D’une certaine façon, il était tout le contraire d’Emmanuel Macron,( Inspecteur des Finances et Associé-Gérant de la Banque Rotshild), le parfait bon élève dont les connaissances techniques, certes importantes, ne l’avaient pas préparé à la compréhension, voire à la manipulation d’un peuple parfois insupportable, souvent versatile et toujours plein de certitudes.
Au delà de ces différences, des similitudes existent.
La première c’est la surprise que leur élection a causée.
On l’a souvent oublié, mais trois mois avant le scrutin c’est seulement une minorité qui, dans l’un et l’autre cas osait croire à leurs victoires. Les observateurs pensaient en 1981 que le vieux cheval de retour ne passerait pas l’obstacle de la compétence giscardienne ; en 2017 les mêmes estimaient que la tentative du « nouveau monde » ferait vite long feu, bloquée par les partis traditionnels et le manque de savoir-faire du candidat en matière de campagne électorale.
La seconde similitude, la plus surprenante sans doute, tient au fait que pour l’un et l’autre, le temps de l’euphorie n’a pas dépassé deux ans. C’est peu pour des victoires qui semblaient avoir modifié en profondeur le paysage politique.
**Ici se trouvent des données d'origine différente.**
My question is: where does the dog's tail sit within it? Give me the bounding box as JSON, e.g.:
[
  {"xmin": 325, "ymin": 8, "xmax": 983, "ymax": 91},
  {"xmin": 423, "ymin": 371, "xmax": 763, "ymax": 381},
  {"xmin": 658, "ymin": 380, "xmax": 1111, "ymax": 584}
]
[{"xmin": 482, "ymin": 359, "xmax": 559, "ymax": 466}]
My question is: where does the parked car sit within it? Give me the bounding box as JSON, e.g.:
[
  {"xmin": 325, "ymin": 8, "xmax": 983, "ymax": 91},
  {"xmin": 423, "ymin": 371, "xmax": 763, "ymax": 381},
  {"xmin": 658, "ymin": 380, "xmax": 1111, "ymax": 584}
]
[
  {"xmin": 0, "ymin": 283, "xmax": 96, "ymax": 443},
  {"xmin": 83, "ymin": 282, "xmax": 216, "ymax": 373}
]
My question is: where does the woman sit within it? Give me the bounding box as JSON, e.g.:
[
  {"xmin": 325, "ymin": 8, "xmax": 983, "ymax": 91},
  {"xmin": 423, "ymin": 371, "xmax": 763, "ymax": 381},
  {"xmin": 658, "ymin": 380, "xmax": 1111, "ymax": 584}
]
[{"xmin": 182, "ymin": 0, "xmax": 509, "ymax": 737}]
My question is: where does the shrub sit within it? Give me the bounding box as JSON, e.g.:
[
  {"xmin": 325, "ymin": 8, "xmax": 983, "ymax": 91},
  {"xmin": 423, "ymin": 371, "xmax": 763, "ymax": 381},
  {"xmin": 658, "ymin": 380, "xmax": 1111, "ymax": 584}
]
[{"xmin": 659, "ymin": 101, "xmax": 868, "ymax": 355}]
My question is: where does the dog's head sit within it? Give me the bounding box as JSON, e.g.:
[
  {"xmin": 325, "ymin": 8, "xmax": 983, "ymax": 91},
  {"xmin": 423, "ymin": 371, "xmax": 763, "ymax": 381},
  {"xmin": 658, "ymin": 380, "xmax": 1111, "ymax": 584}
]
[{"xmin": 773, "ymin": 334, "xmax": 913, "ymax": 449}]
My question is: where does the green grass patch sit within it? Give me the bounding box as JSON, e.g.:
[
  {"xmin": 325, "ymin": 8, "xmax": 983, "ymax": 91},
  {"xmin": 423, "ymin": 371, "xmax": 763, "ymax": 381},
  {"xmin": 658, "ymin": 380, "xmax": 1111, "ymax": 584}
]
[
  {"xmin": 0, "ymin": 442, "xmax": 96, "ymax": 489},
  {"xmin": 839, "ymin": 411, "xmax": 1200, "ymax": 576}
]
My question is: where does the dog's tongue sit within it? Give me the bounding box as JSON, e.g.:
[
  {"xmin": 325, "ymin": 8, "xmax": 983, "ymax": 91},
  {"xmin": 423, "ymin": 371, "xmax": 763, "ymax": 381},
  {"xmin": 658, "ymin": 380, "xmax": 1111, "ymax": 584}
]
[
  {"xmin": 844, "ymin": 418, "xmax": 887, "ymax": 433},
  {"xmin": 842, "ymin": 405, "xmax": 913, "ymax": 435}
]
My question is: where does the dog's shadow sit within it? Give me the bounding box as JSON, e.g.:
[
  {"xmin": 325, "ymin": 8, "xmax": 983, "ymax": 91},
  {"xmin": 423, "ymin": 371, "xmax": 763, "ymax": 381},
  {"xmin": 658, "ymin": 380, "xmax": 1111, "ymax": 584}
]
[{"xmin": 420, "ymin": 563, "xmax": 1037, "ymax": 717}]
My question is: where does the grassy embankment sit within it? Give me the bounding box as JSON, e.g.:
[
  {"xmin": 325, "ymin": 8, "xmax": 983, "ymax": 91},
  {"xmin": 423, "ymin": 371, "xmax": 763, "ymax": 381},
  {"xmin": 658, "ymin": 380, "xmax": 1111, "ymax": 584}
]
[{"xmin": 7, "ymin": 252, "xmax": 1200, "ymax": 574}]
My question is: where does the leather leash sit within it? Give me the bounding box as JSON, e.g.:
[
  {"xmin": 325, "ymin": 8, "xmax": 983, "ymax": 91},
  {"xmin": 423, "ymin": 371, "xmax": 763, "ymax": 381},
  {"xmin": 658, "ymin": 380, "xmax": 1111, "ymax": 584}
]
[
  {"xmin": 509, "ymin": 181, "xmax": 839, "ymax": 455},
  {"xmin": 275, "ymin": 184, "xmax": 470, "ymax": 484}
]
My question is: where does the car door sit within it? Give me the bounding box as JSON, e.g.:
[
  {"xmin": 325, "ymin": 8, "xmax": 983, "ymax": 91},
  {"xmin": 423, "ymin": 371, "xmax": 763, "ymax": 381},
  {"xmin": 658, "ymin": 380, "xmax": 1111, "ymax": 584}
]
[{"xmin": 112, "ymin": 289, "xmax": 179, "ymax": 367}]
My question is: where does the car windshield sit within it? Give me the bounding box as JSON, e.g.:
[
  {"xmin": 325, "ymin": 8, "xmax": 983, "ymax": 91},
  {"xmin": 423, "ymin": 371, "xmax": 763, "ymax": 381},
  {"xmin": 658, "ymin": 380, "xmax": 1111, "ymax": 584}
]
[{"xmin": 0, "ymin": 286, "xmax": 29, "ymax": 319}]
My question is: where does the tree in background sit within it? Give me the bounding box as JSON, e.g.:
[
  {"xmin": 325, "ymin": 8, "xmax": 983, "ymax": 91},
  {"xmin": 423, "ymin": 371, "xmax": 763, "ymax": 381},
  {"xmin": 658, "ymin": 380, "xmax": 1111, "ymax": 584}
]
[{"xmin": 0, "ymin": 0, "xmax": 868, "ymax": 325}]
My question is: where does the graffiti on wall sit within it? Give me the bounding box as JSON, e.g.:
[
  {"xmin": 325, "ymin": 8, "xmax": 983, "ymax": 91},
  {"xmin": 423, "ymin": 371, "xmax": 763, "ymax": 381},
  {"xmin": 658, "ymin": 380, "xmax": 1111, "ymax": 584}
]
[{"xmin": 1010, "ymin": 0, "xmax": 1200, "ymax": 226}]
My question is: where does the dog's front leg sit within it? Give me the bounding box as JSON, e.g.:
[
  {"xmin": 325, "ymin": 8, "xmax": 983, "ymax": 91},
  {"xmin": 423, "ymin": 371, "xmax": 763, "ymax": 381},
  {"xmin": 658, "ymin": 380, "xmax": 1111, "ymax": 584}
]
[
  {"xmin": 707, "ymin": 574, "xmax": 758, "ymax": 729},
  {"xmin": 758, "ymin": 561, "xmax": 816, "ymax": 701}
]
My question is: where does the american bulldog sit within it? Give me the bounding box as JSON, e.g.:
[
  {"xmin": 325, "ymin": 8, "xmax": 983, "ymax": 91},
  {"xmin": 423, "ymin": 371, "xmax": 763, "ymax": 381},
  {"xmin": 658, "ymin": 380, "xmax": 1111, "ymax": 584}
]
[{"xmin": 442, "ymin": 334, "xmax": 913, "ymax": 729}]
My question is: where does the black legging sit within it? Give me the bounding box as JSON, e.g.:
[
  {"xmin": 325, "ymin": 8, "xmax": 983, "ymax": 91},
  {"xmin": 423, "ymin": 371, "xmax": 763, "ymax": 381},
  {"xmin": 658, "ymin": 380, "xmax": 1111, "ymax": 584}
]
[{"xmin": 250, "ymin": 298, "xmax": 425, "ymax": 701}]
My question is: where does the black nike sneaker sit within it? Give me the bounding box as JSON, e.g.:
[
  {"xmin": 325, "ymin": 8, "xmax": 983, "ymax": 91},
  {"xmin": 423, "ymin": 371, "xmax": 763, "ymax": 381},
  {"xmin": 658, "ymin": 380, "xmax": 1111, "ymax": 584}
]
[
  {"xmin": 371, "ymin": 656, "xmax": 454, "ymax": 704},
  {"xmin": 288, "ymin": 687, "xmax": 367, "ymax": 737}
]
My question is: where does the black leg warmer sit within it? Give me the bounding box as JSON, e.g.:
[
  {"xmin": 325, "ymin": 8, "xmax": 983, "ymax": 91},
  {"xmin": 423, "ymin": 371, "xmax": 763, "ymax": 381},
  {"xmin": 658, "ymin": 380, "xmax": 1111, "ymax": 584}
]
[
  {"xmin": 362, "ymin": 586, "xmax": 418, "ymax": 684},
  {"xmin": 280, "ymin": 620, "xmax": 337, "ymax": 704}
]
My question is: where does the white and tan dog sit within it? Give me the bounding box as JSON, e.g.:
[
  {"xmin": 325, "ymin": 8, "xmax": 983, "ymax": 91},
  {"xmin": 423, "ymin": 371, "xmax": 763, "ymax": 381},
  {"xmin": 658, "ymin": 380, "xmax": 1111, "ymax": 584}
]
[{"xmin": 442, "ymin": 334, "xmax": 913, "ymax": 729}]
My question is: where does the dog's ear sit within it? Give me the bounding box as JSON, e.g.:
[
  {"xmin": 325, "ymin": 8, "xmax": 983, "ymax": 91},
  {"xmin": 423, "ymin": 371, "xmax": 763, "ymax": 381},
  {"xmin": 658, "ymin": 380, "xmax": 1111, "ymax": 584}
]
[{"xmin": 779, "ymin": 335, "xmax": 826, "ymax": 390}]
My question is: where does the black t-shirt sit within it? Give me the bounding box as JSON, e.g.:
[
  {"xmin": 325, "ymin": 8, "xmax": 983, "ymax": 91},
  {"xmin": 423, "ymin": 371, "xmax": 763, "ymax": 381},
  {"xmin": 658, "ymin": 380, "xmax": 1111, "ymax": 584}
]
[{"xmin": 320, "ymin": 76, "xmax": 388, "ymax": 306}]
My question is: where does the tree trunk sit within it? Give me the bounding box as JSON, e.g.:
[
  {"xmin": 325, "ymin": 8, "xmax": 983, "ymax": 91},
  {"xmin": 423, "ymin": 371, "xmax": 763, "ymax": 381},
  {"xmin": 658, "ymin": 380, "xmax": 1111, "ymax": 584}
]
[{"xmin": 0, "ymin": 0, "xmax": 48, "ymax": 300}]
En 1981 Mitterrand a appliqué son programme à la lettre car tout paraissait possible. L’Union de la Gauche imposait son rythme, ses rêves, ses nationalisations systématiques. Deux ans tard, la sortie de route et l’échec devenaient une quasi certitude. Le Président en a tiré les leçons et engagé très vite et fort une politique de rigueur. Il a ainsi évité le désastre. L’opinion publique n’a pas vraiment été surprise car toute la vie politique de celui qui était devenu Chef de l’Etat était parsemée de ces changements de pieds. C’était dans la logique du personnage.
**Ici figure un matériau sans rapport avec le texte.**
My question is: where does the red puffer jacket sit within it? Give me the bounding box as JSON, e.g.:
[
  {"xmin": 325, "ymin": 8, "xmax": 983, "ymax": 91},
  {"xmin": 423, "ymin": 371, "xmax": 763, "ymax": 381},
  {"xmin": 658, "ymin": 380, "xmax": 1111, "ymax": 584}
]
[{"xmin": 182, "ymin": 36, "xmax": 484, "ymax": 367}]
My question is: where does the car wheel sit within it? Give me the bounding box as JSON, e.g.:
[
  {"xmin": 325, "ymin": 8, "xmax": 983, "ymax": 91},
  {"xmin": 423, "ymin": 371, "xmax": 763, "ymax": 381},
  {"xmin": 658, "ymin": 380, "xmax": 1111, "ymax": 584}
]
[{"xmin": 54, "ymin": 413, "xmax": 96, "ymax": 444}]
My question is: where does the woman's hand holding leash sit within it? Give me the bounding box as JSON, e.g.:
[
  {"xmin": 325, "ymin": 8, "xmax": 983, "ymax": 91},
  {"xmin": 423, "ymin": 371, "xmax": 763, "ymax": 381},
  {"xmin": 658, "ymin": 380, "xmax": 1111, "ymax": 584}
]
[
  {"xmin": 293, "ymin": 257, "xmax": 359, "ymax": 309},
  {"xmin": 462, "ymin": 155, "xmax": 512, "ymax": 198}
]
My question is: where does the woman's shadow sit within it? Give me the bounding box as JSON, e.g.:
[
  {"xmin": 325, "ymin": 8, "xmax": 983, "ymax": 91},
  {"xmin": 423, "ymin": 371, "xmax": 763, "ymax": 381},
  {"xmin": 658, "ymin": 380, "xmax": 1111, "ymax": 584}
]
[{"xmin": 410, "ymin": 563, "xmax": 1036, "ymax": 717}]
Aujourd’hui devant le tsunami que commence à subir notre économie nous sommes sans aucun doute à la veille d’un changement de cap tout aussi violent.
Ce retournement était quasiment iimpensable il y a encore quelques mois. La politique appliquée depuis 2017 semblait produire ses effets en particulier en matière de lutte contre le chômage ; les réformes devaient continuer !
La Covid 19 en a décidé autrement. La croissance s’effondre, des pans entiers de notre industrie et de notre commerce sont menacés, le chômage de masse arrive au galop. Tout cela implique une nouvelle stratégie. Emmanuel Macron nous a prévenus, elle est clairement annoncée.
Ce type de retournement, ou disons plus crûment de reniement, a été une réussite pour l’ancien Président, politicien emblématique de l’ancien monde. Il lui a même, en partie, permis d’être réélu sans problème. Il était devenu le Président de la synthèse ; image bienveillante qu’il n’avait surtout pas méritée au début de son septennat.
En ira-t-il de même avec Emmanuel Macron, après avoir mis en place une politique économique largement aux antipodes de celle appliquée jusqu’alors? Rien n’est moins sûr.
Mais ses partisans feront remarquer que c’est dans ce genre de terrible épreuve, qu’au final certains gouvernants deviennent de véritables hommes d’Etat, dont pourraient se souvenir avec empathie les citoyens de ce pays, tellement compliqué et irritant.
Pays où règne , quasiment de manière obsessionnelle, le « y a qu’à » prononcé le plus souvent par ceux- là même qui n’ont pas pu ou voulu exercer des responsabilités publiques.